Issue (i): Whether the peak credit balance for the relevant assessment years was to be treated as income from the assessee's business.
Analysis: The assessee carried on Jari trading business and the credits in the bank account represented sale proceeds received from purchasers. The Tribunal accepted that the deposits were business receipts and, following the principle applied in the assessee's own case, the peak balance could be brought to tax as income.
Conclusion: The peak credit addition was upheld and the issue was decided against the assessee.
Issue (ii): Whether the income from undisclosed turnover in the Jari business was to be estimated at 26.62% or at a lower reasonable percentage having regard to section 44AD of the Income-tax Act, 1961.
Analysis: The Tribunal held that only the profit element in the turnover could be taxed and not the entire sale proceeds. As the assessee's turnover was within the statutory threshold, the estimation had to be made on a reasonable basis. The Tribunal considered 10% of the turnover to be an appropriate estimate and directed assessment accordingly.
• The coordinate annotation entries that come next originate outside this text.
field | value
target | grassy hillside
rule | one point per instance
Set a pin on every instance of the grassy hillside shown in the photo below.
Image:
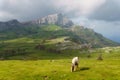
(52, 66)
(42, 58)
(77, 34)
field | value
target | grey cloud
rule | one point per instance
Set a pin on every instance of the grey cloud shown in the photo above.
(27, 11)
(110, 11)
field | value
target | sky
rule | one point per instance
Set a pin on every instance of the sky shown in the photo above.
(101, 15)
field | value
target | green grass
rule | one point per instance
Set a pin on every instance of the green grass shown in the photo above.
(51, 66)
(44, 65)
(89, 69)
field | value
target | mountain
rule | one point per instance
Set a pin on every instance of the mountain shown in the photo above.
(57, 19)
(52, 27)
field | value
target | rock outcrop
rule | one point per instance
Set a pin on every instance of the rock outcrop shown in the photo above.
(57, 19)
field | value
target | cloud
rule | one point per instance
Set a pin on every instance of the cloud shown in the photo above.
(29, 9)
(110, 11)
(79, 7)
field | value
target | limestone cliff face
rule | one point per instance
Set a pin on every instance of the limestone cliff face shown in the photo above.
(10, 24)
(57, 19)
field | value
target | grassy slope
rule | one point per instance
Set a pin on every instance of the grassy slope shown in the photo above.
(59, 69)
(44, 65)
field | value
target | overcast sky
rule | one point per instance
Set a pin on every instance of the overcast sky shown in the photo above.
(101, 15)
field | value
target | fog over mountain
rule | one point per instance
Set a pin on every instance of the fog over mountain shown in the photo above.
(100, 15)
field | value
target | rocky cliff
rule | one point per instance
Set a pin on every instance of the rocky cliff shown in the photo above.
(57, 19)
Conclusion: The estimation at 26.62% was reduced to 10%, and the issue was partly in favour of the assessee.
Final Conclusion: The appeals were disposed of by sustaining the peak credit addition, but reducing the rate of estimated income on undisclosed turnover to 10% for both assessment years.
Ratio Decidendi: Where bank credits represent business sale proceeds from undisclosed turnover, only the profit element can be taxed, and estimation must be made on a reasonable basis having regard to the nature of business and the applicable presumptive scheme.